Marine veteran removes flags from memorial
SHELBY — It was a warm summer evening last month when Daniel “Dano” Paulsen walked by the Flag Park along Main Street. His thoughts turned to his brother, a Marine Corps veteran who at age 31 was killed in a car crash.
Paulsen, also a veteran of the Marine Corps, was so overcome with emotion that he sat on the ground beneath the six flags — one for each branch of the military, plus an American — and cried.
Not until he looked up did he realize that his request had gone unfulfilled. The flags were so tattered he said he called the city two weeks earlier to complain about their condition.
But the flags had not been replaced. “Fine, I’ll do it myself.” Paulsen, 38, proceeded to take the American and Marine Corps flags down from their poles. He considered them unserviceable. “They’re torn, tattered and ripped,” he told the News Journal.
No flag is better than flying a tattered flag
To Paulsen, a tattered flag shouldn’t be flown at all, even if a replacement was on the way.
“If you can’t fly them properly, then don’t fly them,” he said.
For Paulsen, who served three combat tours in Iraq and was discharged from the military in 2005, the American flag evokes memories of Chad, his late brother and fellow Marine.
How the flag was laid over his casket. How it was folded and presented to his wife.
“It’s the respect and dignity not just of my brothers and sisters I fought with, but my own physical brother,” Paulsen said.
After removing the American and Marine Corps flags from the park, Paulsen said he folded them military style and went to the local American Legion post, which retires used flags.
He claims no one noticed their absence. “No one knew. There was not a word in town.”
About two weeks later, Paulsen walked by the Flag Park once more.
He said the American and Marine Corps flags had not been replaced and while he hadn’t noticed it before, the Coast Guard flag was beginning to show signs of wear and tear.
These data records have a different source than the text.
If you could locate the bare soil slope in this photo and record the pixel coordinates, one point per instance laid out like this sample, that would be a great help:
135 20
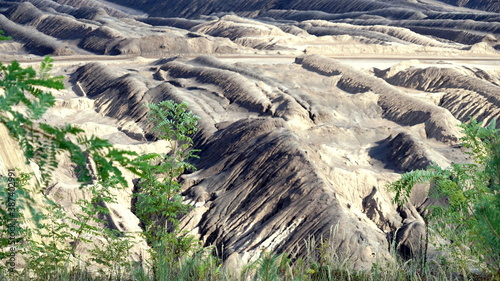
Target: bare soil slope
294 143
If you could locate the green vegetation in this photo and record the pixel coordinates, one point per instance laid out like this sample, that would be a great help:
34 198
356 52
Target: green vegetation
49 248
467 215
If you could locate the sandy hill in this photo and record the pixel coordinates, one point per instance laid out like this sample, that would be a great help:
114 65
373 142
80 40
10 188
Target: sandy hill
308 108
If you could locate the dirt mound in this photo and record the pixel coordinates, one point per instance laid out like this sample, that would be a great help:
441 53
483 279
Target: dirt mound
234 87
397 105
24 13
33 40
90 13
96 4
63 27
175 22
234 28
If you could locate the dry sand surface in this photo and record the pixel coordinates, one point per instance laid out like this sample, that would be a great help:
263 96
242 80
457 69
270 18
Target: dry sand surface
303 119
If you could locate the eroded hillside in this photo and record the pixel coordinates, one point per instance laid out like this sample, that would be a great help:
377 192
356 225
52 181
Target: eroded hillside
307 109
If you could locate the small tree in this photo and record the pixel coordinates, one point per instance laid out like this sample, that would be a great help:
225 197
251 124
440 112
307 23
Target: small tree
159 202
470 218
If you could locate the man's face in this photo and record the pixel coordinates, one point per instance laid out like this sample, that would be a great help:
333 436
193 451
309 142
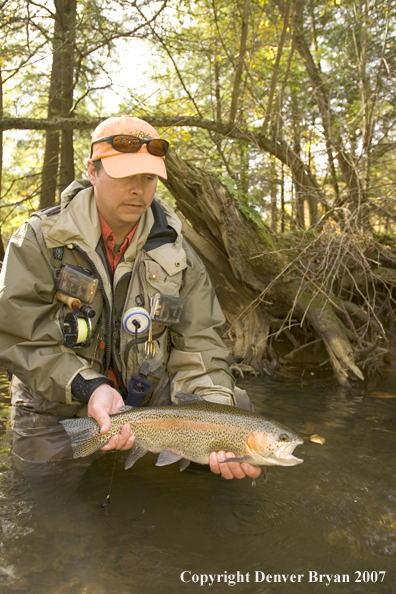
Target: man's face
122 200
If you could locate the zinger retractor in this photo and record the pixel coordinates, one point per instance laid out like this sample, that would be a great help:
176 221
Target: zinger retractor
136 320
77 330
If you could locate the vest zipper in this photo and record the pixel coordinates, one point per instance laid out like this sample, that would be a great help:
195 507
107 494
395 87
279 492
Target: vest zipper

So he took the remaining flags down.
‘Police got involved’ before he could write a letter
“Not to steal them,” Paulsen said. “To fold them properly and write a letter to explain why (I took them down). But before I could get that far, police got involved.”
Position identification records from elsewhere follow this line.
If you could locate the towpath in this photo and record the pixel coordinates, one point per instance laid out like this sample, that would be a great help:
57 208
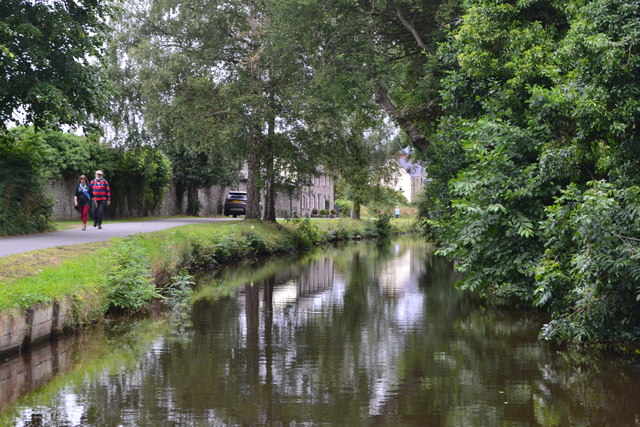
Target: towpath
32 242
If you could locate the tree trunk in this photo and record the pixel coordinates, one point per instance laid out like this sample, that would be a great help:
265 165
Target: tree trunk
355 213
254 176
253 186
193 204
417 138
270 194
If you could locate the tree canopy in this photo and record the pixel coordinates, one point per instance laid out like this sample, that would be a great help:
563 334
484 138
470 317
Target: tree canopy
49 69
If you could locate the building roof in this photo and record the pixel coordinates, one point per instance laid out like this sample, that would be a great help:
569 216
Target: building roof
414 169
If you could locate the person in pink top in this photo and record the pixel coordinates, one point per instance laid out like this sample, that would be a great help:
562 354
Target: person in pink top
101 197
Paulsen, who moved to Shelby earlier this summer, ultimately was charged with petty theft, a misdemeanor of the
first degree.
He pleaded no contest last month in Shelby Municipal Court, was found guilty and sentenced to two years of probation. Should Paulsen violate his probation, he would spend 30 days in jail.
Paulsen, a disabled veteran who said he suffers from mental illness, said he had planned to write a letter to city officials to explain his situation, how he and his brother had served in the military and what the flags mean to him.
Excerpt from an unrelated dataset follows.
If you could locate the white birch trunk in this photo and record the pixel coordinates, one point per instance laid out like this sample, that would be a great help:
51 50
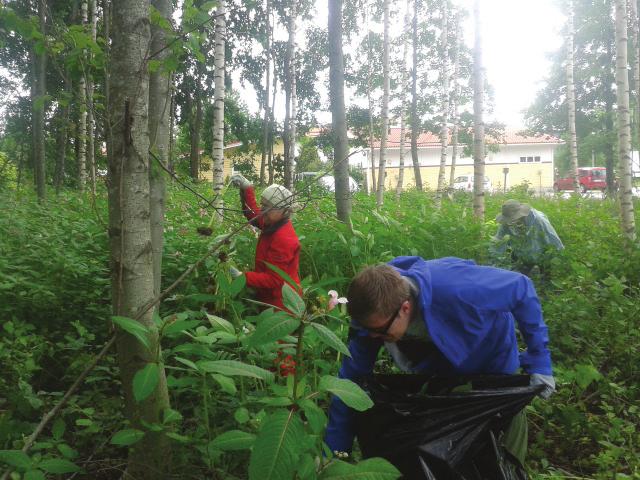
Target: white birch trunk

Aside from two — the American and Marine Corps flags — all of them were eventually returned to the city.
“The remaining flags were returned to us via a third party,” Shelby police Chief Lance Combs said in a Facebook post. Combs also said Paulsen offered to reimburse the city for the two flags that had been destroyed.
The youngest of four siblings, Paulsen went to boot camp soon after graduating from Sandusky High School in the wake of the September 11 terrorist attacks.
Although Paulsen claims to have called the city of Shelby two weeks prior to taking down the two flags to request that they be replaced, Joe Gies, the city’s project coordinator, said Thursday he and other city employees have “no recollection” of Paulsen calling.
Phone call might have ‘slipped through the cracks’
“We get a lot of phone calls here,” Gies said. “Whether or not it slipped through the cracks, I don’t know.”
The city had every intention of replacing the American and Marine Corps flags and new ones had been ordered, Gies added.
“The person I deal with was out of the office on vacation and stuff like that,” he said. “So that was the delay. We always try to keep them up to date.”
As part of his sentence, Paulsen must complete Mansfield Veterans Court, a program that requires at least one year of supervision and treatment, including home visits, curfews and drug and alcohol testing.
The specialty docket also provides mentors to veterans, connects them with other veterans and helps them through the benefits processes, Combs said in his Facebook post.
Paulsen doesn’t agree with being charged in the first place.
“No one does. Even the community is behind me. When they found out who and why, they’re behind me, Paulsen said, adding a Monroeville couple drove to Shelby and paid off his court fines of
$535.
‘It was respect, honor and dignity’
“This is ridiculous. I didn’t steal it. It wasn’t malicious. It wasn’t larceny. It was respect, honor and dignity that the city didn’t do after request. So I did it.”
For now, traveling to Mansfield for veterans court and drug tests will be difficult, Paulsen said. He has a fear of being in vehicles, being that not just one, but two brothers died in car crashes.
It also doesn’t help that Paulsen said he sometimes drove a Humvee in Iraq at night without night vision goggles or the proper firearm. He said the Marine Corps didn’t have enough of either.